Stochastic processes defining sensitivity and variability of internally calibrated quantitative NASBA-based viral load assays.

For quantitative assessment of virus particles in patient plasma samples various assays are commercially available. Typical performance characteristics for such assays are sensitivity, precision and the range of linearity. In order to assess these properties it is common practice to divide the range of inputs into subranges in order to apply different statistical models to evaluate these properties separately. We developed a general statistical model for internally calibrated amplification based viral load assays that combines these statistical properties in one powerful analysis. Based on the model an unambiguous definition of the lower limit of the linear range can be given. The proposed method of analysis was illustrated by a successful application to data generated by the NucliSens EasyQ HIV-1 assay.

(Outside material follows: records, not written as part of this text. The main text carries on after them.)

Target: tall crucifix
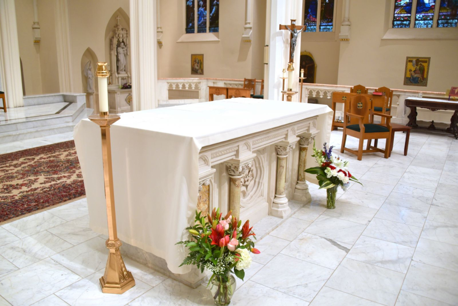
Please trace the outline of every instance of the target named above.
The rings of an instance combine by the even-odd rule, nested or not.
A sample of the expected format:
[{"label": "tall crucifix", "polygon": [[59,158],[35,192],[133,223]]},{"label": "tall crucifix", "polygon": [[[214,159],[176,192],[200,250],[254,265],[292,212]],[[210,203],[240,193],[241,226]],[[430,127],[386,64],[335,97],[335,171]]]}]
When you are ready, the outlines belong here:
[{"label": "tall crucifix", "polygon": [[305,31],[305,25],[296,25],[296,19],[291,19],[291,24],[289,25],[280,25],[280,30],[286,30],[291,33],[290,41],[290,63],[294,63],[294,49],[296,49],[297,37],[301,32]]}]

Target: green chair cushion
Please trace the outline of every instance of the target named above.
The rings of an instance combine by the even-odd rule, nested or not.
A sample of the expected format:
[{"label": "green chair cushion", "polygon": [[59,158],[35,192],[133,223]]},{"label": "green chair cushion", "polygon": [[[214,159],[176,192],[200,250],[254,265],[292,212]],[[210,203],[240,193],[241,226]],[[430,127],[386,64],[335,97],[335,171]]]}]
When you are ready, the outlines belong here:
[{"label": "green chair cushion", "polygon": [[[382,107],[378,107],[377,106],[374,107],[374,112],[382,112]],[[385,112],[389,112],[390,109],[389,108],[385,108]]]},{"label": "green chair cushion", "polygon": [[[347,125],[347,128],[349,128],[357,132],[360,131],[359,124],[352,124],[351,125]],[[389,132],[390,130],[386,126],[382,126],[378,124],[373,124],[372,123],[364,124],[364,132],[365,133],[382,133],[383,132]]]}]

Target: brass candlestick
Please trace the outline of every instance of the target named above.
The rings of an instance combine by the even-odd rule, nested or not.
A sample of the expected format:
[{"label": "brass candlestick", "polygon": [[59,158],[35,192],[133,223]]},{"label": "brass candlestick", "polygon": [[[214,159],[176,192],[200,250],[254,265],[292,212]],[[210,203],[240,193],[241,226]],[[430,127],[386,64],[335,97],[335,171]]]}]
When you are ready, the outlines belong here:
[{"label": "brass candlestick", "polygon": [[287,101],[291,102],[293,101],[293,96],[297,93],[297,91],[292,91],[290,90],[283,90],[281,92],[283,95],[287,95]]},{"label": "brass candlestick", "polygon": [[[99,66],[96,75],[106,77],[108,73],[104,66]],[[102,69],[104,71],[102,71]],[[120,118],[118,115],[109,115],[107,112],[98,115],[89,116],[89,120],[100,127],[102,133],[102,159],[103,162],[103,178],[105,196],[106,199],[106,214],[108,217],[108,239],[105,245],[109,250],[105,273],[100,277],[100,286],[104,293],[122,294],[135,285],[132,273],[126,268],[119,251],[121,241],[118,239],[116,230],[116,213],[114,210],[114,193],[113,188],[113,169],[111,164],[111,144],[110,126]]]},{"label": "brass candlestick", "polygon": [[[304,69],[302,69],[301,71],[303,71]],[[299,97],[299,102],[302,103],[302,84],[303,84],[304,80],[307,78],[306,77],[301,77],[299,78],[299,79],[301,80],[301,94]]]}]

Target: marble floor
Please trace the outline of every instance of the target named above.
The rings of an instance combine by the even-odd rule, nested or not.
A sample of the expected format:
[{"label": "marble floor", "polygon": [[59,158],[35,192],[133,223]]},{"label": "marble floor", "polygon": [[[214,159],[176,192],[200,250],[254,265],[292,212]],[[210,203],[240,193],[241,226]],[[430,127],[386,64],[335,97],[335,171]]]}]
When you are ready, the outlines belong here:
[{"label": "marble floor", "polygon": [[[341,136],[333,131],[331,143],[339,147]],[[388,159],[343,154],[364,186],[339,190],[335,209],[310,185],[312,203],[256,244],[262,253],[233,304],[458,305],[458,141],[414,131],[404,156],[405,137],[396,133]],[[0,153],[71,138],[8,144]],[[127,258],[136,285],[103,294],[106,250],[89,228],[85,200],[0,227],[0,305],[212,304],[205,286],[191,289]]]}]

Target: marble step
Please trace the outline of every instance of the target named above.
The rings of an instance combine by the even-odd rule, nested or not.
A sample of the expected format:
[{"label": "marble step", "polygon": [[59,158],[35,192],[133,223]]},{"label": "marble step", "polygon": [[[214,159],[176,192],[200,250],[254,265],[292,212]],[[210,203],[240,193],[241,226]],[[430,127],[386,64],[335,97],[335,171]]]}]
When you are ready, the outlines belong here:
[{"label": "marble step", "polygon": [[79,122],[81,119],[88,118],[90,114],[92,114],[93,110],[93,109],[90,108],[83,108],[83,110],[80,112],[75,120],[70,122],[0,133],[0,144],[42,137],[43,136],[73,132],[73,128],[76,124]]},{"label": "marble step", "polygon": [[[65,109],[62,110],[64,107]],[[81,102],[69,104],[68,102],[55,102],[12,108],[5,118],[0,118],[0,134],[70,123],[85,108],[85,103]],[[3,121],[7,119],[8,120]]]}]

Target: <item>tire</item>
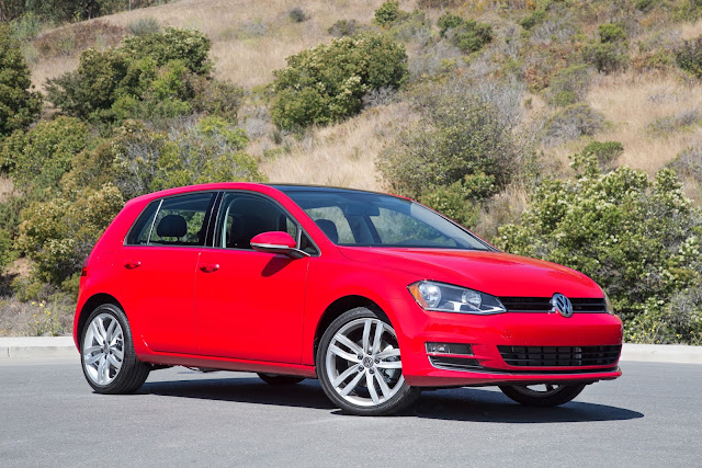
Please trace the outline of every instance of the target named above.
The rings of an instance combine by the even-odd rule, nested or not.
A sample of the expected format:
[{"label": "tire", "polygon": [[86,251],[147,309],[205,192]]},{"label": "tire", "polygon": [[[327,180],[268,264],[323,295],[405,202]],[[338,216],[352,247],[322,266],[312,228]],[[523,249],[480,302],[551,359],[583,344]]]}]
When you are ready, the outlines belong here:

Principles of quantitation of viral loads using nucleic acid sequence-based amplification in combination with homogeneous detection using molecular beacons.

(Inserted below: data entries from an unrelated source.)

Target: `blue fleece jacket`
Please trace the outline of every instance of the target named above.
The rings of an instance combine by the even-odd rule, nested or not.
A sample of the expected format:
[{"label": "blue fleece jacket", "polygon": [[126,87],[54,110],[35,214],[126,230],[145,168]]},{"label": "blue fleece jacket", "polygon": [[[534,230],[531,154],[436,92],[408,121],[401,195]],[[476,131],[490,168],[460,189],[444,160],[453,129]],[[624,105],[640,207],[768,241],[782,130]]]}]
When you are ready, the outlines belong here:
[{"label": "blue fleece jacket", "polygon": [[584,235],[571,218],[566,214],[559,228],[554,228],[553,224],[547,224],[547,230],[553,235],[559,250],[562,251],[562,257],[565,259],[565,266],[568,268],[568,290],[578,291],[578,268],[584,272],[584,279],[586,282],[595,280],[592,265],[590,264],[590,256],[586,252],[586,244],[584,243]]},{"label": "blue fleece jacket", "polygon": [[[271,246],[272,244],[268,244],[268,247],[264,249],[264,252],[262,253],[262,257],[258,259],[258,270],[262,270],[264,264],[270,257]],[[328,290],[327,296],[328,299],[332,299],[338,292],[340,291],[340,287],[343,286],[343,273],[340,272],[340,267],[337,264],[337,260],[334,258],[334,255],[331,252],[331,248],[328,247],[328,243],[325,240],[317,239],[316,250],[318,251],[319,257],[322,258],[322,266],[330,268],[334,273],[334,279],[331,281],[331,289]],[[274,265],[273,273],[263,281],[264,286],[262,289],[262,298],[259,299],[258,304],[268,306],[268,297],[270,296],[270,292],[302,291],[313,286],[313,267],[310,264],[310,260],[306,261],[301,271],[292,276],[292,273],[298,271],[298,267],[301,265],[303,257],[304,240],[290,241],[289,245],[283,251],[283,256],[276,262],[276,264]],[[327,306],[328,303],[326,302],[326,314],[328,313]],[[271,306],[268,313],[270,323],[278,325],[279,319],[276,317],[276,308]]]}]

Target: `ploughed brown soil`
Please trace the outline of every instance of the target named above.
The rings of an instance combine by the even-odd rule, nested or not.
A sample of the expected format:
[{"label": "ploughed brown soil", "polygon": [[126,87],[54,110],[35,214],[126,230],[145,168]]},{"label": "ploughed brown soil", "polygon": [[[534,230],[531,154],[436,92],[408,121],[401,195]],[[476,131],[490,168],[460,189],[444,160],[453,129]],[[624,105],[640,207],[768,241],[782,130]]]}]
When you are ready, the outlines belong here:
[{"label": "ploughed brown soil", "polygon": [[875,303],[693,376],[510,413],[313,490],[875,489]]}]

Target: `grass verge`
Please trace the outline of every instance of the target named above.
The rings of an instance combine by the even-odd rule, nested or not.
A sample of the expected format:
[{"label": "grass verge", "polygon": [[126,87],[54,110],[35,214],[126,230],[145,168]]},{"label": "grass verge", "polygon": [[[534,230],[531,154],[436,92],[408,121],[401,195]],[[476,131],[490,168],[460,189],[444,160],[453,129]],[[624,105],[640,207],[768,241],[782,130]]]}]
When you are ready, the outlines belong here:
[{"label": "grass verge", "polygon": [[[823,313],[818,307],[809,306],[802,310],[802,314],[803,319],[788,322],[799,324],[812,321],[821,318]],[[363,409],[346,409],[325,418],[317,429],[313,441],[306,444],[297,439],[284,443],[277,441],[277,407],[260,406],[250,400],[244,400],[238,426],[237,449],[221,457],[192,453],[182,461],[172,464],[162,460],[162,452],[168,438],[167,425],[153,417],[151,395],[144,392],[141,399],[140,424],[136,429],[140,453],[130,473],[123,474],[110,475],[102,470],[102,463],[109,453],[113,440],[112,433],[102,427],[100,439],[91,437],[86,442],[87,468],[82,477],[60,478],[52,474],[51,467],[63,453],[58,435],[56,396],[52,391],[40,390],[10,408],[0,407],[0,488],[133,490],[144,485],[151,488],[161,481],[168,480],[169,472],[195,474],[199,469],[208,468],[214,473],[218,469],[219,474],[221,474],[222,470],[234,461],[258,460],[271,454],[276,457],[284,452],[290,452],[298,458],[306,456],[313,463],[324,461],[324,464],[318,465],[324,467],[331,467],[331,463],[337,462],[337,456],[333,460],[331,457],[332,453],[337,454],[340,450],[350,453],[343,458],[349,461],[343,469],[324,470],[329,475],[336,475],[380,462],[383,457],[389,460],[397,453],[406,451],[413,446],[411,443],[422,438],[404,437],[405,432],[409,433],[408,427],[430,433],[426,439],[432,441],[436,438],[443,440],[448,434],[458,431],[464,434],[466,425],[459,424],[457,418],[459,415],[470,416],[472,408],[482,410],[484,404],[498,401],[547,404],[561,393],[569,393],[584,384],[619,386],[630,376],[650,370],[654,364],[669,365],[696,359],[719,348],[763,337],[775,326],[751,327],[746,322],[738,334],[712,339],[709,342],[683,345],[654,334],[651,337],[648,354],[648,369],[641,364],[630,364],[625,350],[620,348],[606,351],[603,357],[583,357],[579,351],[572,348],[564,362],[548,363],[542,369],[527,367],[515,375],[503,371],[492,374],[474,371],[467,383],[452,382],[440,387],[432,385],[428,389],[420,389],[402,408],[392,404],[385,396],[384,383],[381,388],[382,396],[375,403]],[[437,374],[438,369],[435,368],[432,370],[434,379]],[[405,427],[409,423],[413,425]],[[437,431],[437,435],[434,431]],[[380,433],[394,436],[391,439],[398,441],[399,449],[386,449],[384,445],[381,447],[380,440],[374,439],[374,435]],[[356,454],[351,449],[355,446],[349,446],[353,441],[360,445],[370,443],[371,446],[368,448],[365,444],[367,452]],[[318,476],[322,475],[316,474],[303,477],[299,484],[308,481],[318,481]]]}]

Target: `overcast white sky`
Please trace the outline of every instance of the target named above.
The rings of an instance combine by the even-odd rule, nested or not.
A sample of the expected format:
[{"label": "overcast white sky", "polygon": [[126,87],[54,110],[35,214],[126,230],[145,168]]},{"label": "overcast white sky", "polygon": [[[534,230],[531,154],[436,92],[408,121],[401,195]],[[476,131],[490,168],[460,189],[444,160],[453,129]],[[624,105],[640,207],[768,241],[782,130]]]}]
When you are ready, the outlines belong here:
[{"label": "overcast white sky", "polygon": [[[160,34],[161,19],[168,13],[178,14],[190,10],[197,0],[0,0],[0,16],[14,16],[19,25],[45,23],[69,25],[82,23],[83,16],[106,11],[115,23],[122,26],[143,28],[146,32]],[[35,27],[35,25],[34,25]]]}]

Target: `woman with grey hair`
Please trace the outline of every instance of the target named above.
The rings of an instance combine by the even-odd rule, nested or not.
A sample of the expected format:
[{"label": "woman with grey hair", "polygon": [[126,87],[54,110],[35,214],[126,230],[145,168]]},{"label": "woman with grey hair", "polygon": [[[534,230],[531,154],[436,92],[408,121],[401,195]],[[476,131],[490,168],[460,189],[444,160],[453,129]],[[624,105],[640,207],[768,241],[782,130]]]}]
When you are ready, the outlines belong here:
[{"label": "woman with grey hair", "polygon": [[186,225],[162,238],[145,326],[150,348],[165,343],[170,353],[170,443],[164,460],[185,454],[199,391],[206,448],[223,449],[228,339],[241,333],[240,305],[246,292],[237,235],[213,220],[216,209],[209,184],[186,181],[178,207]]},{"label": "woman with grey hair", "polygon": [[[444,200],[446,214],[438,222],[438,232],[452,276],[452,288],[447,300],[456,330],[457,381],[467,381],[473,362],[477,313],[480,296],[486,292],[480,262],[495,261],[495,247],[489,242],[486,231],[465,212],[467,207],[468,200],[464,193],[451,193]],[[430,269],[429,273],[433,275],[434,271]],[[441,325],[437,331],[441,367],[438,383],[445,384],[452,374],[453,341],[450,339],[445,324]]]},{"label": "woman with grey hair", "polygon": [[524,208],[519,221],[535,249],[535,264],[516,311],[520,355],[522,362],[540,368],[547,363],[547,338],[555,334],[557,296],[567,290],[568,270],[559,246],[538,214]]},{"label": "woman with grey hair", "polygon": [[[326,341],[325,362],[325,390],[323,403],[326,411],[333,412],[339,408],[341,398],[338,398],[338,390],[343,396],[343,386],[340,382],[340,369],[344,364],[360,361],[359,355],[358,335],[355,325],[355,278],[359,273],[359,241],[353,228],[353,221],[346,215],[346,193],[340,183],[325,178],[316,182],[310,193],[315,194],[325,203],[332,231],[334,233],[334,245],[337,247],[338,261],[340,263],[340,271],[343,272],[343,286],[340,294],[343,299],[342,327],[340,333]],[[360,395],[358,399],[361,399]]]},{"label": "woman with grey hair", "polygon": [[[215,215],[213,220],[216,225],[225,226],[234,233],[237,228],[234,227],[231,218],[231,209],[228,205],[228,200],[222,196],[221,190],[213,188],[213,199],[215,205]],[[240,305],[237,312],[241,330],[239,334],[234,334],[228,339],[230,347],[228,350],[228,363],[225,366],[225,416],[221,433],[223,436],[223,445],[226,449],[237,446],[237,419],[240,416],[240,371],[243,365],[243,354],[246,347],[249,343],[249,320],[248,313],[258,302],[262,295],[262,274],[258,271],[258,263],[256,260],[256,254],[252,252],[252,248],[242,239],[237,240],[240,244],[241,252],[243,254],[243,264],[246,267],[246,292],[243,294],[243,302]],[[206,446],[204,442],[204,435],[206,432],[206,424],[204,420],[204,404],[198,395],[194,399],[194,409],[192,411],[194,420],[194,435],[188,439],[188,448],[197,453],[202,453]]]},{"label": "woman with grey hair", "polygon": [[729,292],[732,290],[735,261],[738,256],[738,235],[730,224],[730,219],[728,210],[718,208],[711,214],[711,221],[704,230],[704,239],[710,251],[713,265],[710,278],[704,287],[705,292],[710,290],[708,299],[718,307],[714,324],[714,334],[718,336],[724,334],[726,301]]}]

For quantitative NASBA-based viral load assays using homogeneous detection with molecular beacons, such as the NucliSens EasyQ HIV-1 assay, a quantitation algorithm is required. During the amplification process there is a constant growth in the concentration of amplicons to which the beacon can bind while generating a fluorescence signal. The overall fluorescence curve contains kinetic information on both amplicon formation and beacon binding, but only the former is relevant for quantitation. In the current paper, mathematical modeling of the relevant processes is used to develop an equation describing the fluorescence curve as a function of the amplification time and the relevant kinetic parameters. This equation allows reconstruction of RNA formation, which is characterized by an exponential increase in concentrations as long as the primer concentrations are not rate limiting and by linear growth over time after the primer pool is depleted. During the linear growth phase, the actual quantitation is based on assessing the amplicon formation rate from the viral RNA relative to that from a fixed amount of calibrator RNA. The quantitation procedure has been successfully applied in the NucliSens EasyQ HIV-1 assay.